Oh ! laissez-moi pleurer, rêver, prier encore,
Comme aux jours écoulés de cette pure aurore

  Qui ne revient jamais !
Au passé laissez-moi rendre un pieux hommage,
Et repeupler ces lieux de la vivante image
  De tous ceux que j’aimais.

IV


Où me conduisez-vous, en me parlant de gloire ?
Que cette salle est belle ! ici l’esprit humain
Semble, à notre néant opposant sa victoire,
Tracer de siècle en siècle un lumineux chemin.

Ces livres, sanctuaire où revit la pensée,
De tout ce qui fut grand gardent le souvenir.
Couvrant de leur éclat mon obscur avenir,
Quoi ! près d’eux vous m’avez placée ?

Là, des grands hommes, fils de ma vieille cité,
Les marbres animés, ainsi que dans un temple,
S’offrent à qui les contemple,
   Rayonnants d’immortalité !

Et d’abord c’est Peiresc, ami de Galilée
  Et de Campanella !
Grande âme que jamais une erreur n’a voilée,
Qui mesura son siècle et sut voir au delà.

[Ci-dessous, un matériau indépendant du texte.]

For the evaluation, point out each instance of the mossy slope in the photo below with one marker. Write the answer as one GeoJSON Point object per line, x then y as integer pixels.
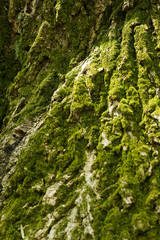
{"type": "Point", "coordinates": [89, 90]}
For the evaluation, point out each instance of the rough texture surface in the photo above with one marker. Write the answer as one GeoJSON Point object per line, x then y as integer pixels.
{"type": "Point", "coordinates": [79, 119]}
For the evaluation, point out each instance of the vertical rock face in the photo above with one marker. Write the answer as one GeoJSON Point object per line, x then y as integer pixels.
{"type": "Point", "coordinates": [80, 118]}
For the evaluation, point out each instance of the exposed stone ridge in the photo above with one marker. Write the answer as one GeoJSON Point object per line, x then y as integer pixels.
{"type": "Point", "coordinates": [80, 142]}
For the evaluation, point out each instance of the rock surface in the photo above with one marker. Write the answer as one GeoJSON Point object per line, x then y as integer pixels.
{"type": "Point", "coordinates": [79, 119]}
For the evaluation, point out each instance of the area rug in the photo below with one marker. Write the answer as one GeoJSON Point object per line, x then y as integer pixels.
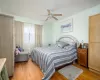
{"type": "Point", "coordinates": [70, 72]}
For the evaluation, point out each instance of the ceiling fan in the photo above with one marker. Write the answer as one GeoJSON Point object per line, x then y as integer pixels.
{"type": "Point", "coordinates": [51, 15]}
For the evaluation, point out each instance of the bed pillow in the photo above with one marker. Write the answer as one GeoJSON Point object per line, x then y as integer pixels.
{"type": "Point", "coordinates": [74, 45]}
{"type": "Point", "coordinates": [61, 44]}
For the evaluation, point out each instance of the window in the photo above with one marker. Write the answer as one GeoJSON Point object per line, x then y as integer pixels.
{"type": "Point", "coordinates": [29, 36]}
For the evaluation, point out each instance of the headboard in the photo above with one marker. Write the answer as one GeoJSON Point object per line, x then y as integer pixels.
{"type": "Point", "coordinates": [69, 38]}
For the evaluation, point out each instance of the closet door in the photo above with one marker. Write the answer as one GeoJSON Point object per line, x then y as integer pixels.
{"type": "Point", "coordinates": [94, 43]}
{"type": "Point", "coordinates": [6, 42]}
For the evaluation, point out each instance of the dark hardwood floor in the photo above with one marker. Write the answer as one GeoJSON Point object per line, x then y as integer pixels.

C’est Vauvenargue, épris d’une morale pure,
Répandant sur nos maux sa sublime douceur,
Jugeant l’humanité sans blesser la nature,
    En généreux penseur.

Enfin c’est Mirabeau, qu’il suffit que l’on nomme,
C’est Mirabeau tonnant du geste et de la voix,
Avec la liberté fondant les droits de l’homme
    Sur d’éternelles lois !

Quelques autres encor dont la gloire s’élève
   Ont leur image ici,
Et votre sympathie a caressé le rêve
    De m’y placer aussi.

Ah ! je n’ai pas conçu cette orgueilleuse envie,
C’est la paix, non l’éclat qui convient à ma vie :
    Fatigué de lutter,
Ce qui charme mon cœur, ce qui vraiment le touche,
Ce sont les mots d’adieu sortis de votre bouche,
    Quand je vais vous quitter !

Vers nous il est si doux de voir des mains se tendre,
    Voulant nous retenir ;

De saisir des regards attendris, et d’entendre
  Des lèvres nous bénir !

Dans ce monde fécond en affronts, en injures,
À côté de l’envie et de la lâcheté,
Il est doux de penser qu’il est des âmes pures,
Qui versent leur dictame au poète insulté.

Ici, comme une sœur, vous m’avez accueillie,
Vous m’entourez encor à l’heure du départ.
Adieu, ne craignez pas que mon cœur vous oublie,
Ce cœur vers son berceau se tourne et se replie ;
  Vous avez sa meilleure part !…


Adieu, monsieur, je finis ma lettre ; on vient m’annoncer que les eaux du Rhône se retirent des terres ; demain, les chemins seront praticables et nous reprendrons la route de Paris ; à cette pensée, mon cœur se serre. Paris, c’est le travail, c’est la lutte, ce sont les chaînes de tout genre, qu’oublieuse, j’avais, durant quelque temps secouées : pour avoir le courage de les porter encore je reviendrai souvent, par le souvenir, aux deux mois d’émotions que je viens de goûter.



FIN.
  1. Délicieux ragoût de poissons.
  2. Coquillage préférable à l’huître.
  3. La mère de Charlotte Corday descendait en ligne directe de la sœur de Corneille.
  4. Que j’ai décrite ailleurs dans la Jeunesse de Mirabeau et le Président d’Entrecasteaux.
  5. Petite rivière qui arrose la campagne d’Aix.
  6. Six colonnes de porphyre d’un beau petit temple payen, enfermé dans les constructions de l’église de Saint-Sauveur, servent aujourd’hui d’enceinte au baptistaire.